Every active account and web session is linked to a live, SIM-validated through Know Your Customer (KYC) owing to regular SIM–device binding and periodic logouts, which restore the traceability of numbers used in lending, phishing, investment and digital arrest schemes.

“With cyber‑fraud losses exceeding ₹22,800 crore in 2024 alone, these uniform, enforceable directions under the Telecom Cyber Security Rules are a proportionate measure to prevent misuse of telecom identifiers, ensure traceability, and protect the trust of citizens in India’s digital ecosystem,” the notice further conveyed.

Device binding and automatic session logout are commonly used in banking and payment apps to steer clear of account takeover, session hijacking and improper usage from untrusted devices. As a result, they have been expanded to app-based communication platforms, which are now at the heart of cyber crimes.
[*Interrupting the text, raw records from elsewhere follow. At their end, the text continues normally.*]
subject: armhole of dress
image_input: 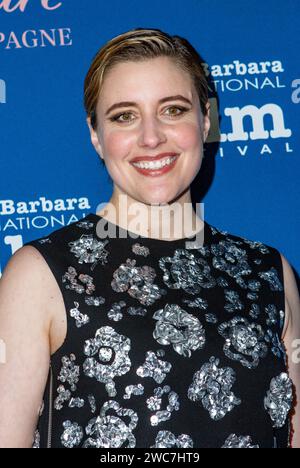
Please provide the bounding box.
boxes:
[24,240,69,358]
[273,247,286,341]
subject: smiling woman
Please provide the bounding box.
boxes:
[0,28,300,448]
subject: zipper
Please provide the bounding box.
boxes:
[47,364,53,448]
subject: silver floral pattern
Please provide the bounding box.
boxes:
[222,434,259,448]
[218,317,268,369]
[159,249,216,294]
[68,234,109,270]
[150,431,194,448]
[264,372,293,428]
[153,304,205,357]
[111,258,166,305]
[146,385,180,426]
[188,356,241,421]
[27,215,293,449]
[83,327,131,396]
[61,420,83,448]
[83,400,138,448]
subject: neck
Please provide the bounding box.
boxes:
[97,186,203,241]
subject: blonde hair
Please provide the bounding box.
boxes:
[84,28,208,129]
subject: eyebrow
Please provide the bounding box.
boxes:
[105,94,192,115]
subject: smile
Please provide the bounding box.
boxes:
[131,156,178,177]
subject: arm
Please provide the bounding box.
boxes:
[0,246,51,448]
[281,254,300,448]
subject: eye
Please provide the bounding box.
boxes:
[167,106,188,117]
[109,106,189,123]
[110,112,131,123]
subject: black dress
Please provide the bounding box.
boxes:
[25,213,293,448]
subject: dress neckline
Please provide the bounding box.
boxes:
[86,213,211,248]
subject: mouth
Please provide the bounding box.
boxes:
[131,155,179,177]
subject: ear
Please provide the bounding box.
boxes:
[203,101,210,142]
[86,117,104,159]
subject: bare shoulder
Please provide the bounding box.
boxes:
[0,245,66,354]
[0,246,56,448]
[280,253,300,336]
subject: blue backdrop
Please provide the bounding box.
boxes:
[0,0,300,286]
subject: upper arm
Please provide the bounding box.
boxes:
[281,254,300,448]
[0,246,51,448]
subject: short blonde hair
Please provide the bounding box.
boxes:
[84,28,208,129]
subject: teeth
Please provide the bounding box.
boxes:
[132,156,176,169]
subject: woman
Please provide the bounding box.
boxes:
[0,28,300,448]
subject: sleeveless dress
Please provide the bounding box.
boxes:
[25,213,293,448]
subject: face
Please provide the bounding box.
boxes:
[87,57,210,205]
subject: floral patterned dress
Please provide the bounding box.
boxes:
[22,213,293,448]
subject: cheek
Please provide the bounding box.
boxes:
[103,131,132,161]
[173,123,201,151]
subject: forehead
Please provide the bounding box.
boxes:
[100,57,195,105]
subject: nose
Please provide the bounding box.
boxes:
[139,116,166,147]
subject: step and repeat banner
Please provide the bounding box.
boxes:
[0,0,300,282]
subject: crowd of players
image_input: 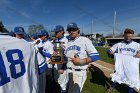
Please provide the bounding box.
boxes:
[0,22,140,93]
[0,22,99,93]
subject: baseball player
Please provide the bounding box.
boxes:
[14,26,25,39]
[0,21,8,35]
[0,29,47,93]
[54,25,68,93]
[107,28,140,93]
[65,23,99,93]
[34,30,53,93]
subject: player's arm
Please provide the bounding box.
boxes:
[135,52,140,58]
[107,44,118,58]
[71,39,100,65]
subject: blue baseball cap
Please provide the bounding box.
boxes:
[54,25,64,32]
[37,29,49,36]
[30,33,38,39]
[0,21,4,27]
[67,22,79,31]
[14,26,25,35]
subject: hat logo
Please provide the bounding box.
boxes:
[69,24,73,26]
[19,28,23,32]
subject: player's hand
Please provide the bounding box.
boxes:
[58,70,64,74]
[35,40,40,45]
[53,51,58,56]
[70,56,81,65]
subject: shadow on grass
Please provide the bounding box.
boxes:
[45,71,61,93]
[89,64,112,89]
[89,64,138,93]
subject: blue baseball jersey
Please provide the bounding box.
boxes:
[0,36,47,93]
[65,36,99,69]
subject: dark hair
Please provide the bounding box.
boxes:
[124,28,134,35]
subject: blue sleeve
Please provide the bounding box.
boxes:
[89,53,100,62]
[38,61,48,74]
[40,50,52,58]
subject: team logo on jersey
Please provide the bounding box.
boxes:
[119,48,135,53]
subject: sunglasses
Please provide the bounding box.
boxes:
[67,28,78,32]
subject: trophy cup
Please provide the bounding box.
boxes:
[50,42,64,64]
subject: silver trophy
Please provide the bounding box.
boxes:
[51,42,64,64]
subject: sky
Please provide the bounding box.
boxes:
[0,0,140,35]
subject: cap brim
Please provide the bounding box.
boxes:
[16,32,25,35]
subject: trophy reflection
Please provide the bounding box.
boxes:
[51,42,64,64]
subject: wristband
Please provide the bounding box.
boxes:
[80,59,85,65]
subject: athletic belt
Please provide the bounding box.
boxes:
[67,67,85,71]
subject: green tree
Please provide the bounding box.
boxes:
[27,24,45,34]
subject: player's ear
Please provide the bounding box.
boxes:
[78,29,80,34]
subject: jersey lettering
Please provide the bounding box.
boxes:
[0,49,26,86]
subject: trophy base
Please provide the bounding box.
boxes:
[50,61,64,64]
[50,56,63,64]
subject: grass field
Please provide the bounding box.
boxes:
[96,47,114,64]
[82,47,137,93]
[81,66,137,93]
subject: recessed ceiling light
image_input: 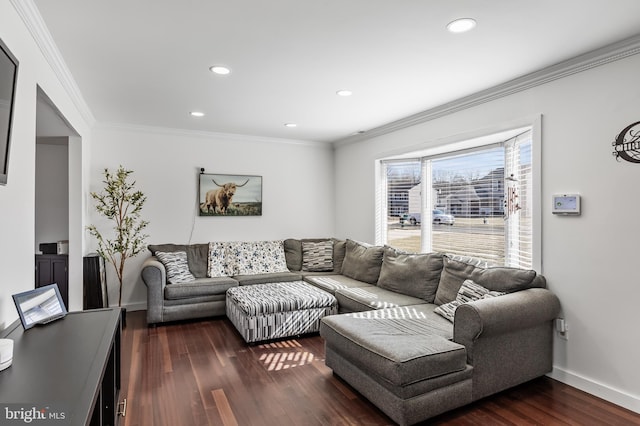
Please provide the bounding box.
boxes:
[447,18,476,33]
[209,65,231,75]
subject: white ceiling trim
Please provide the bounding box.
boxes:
[333,35,640,146]
[96,122,333,149]
[11,0,96,126]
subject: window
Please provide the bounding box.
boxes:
[378,129,534,268]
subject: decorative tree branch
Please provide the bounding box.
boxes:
[87,166,149,306]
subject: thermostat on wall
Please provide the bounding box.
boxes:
[551,194,580,215]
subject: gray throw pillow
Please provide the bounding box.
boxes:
[333,238,347,274]
[378,247,443,303]
[433,280,505,322]
[434,256,476,305]
[147,243,209,278]
[342,240,384,284]
[471,266,536,293]
[156,251,195,284]
[284,238,302,271]
[435,255,544,305]
[302,240,333,272]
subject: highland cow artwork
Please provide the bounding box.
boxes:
[198,173,262,216]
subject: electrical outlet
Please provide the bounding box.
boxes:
[556,318,569,340]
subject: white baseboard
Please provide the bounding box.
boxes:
[547,367,640,413]
[113,302,147,312]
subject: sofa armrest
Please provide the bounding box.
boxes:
[453,288,560,347]
[141,256,167,324]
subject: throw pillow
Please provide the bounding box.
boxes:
[207,242,233,278]
[434,255,476,305]
[284,238,302,271]
[378,246,443,303]
[228,240,289,275]
[156,251,195,284]
[342,240,384,284]
[433,280,505,322]
[147,243,209,278]
[302,240,333,272]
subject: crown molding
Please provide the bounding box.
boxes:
[95,122,333,149]
[333,34,640,146]
[11,0,96,126]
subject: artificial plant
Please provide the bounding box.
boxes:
[87,166,149,306]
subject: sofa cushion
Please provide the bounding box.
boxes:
[378,247,443,303]
[227,240,289,275]
[342,240,384,284]
[207,242,233,278]
[156,251,195,284]
[434,280,505,322]
[335,285,425,312]
[302,240,333,272]
[164,277,238,300]
[320,304,467,386]
[147,243,209,278]
[304,275,374,294]
[435,255,536,305]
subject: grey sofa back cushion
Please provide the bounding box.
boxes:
[342,240,384,284]
[435,256,545,305]
[378,247,443,303]
[147,243,209,278]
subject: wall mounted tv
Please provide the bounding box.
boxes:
[0,40,18,185]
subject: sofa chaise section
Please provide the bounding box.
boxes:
[320,249,560,425]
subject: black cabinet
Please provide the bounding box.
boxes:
[36,254,69,310]
[82,254,109,310]
[0,308,126,426]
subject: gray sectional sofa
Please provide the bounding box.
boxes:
[142,239,560,425]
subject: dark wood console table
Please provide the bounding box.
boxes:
[0,308,122,426]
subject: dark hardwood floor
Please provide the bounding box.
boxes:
[121,311,640,426]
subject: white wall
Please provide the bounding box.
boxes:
[335,55,640,412]
[0,1,89,329]
[34,138,69,253]
[88,126,334,309]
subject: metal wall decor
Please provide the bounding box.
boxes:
[611,121,640,163]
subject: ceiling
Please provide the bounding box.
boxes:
[34,0,640,142]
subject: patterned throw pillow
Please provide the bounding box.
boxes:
[207,242,233,278]
[433,280,505,322]
[227,240,289,275]
[156,251,195,284]
[302,240,333,272]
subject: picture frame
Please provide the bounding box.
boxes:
[198,173,262,216]
[12,283,67,330]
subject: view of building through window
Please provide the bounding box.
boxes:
[381,131,531,267]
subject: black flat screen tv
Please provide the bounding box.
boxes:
[0,40,18,185]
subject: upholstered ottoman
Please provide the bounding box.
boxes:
[226,281,338,343]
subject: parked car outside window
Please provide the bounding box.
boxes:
[400,209,456,226]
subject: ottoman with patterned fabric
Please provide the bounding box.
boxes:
[227,281,338,343]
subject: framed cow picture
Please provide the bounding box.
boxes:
[198,173,262,216]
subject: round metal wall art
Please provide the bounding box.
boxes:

The reaction to the government’s instruction

According to reports, Meta, the parent company of WhatsApp, is testing beta versions of the app that alert users to the need to determine whether their registered SIM card is in the phone. Code references to the SIM-binding commands have been discovered on these versions.

A prompt on the sign-in screen is part of the fresh code, which was revealed by WABetaInfo, an independent blog that monitors changes in WhatsApp’s code frequently prior to it is made public. It informed, “Due to regulatory requirements in India, WhatsApp needs to check that your SIM card is in your device.”

On the other hand, the Indian government is facing a legal challenge from a group that represents the major messaging services in the globe, such as Google and Meta, accusing the new SIM-binding restrictions of being unconstitutional and an unlawful extension of state power, reported Business Today.

The corporations wrote to DoT and alleged that the effort is illegal and goes beyond the authority given to the ministry by Parliament. The letter claimed that the government has taken action outside of its legislative jurisdiction concerning the Telecommunications (Telecom Cyber Security) Amendment Rules 2025.

“No reason for extension of SIM-binding deadline. SIM binding is essential for preventing fraud and ensuring security. There can be no compromise on national security,” CNBC TV18, meanwhile, quoted an insider who added that they are a national security precaution and were developed following public engagement.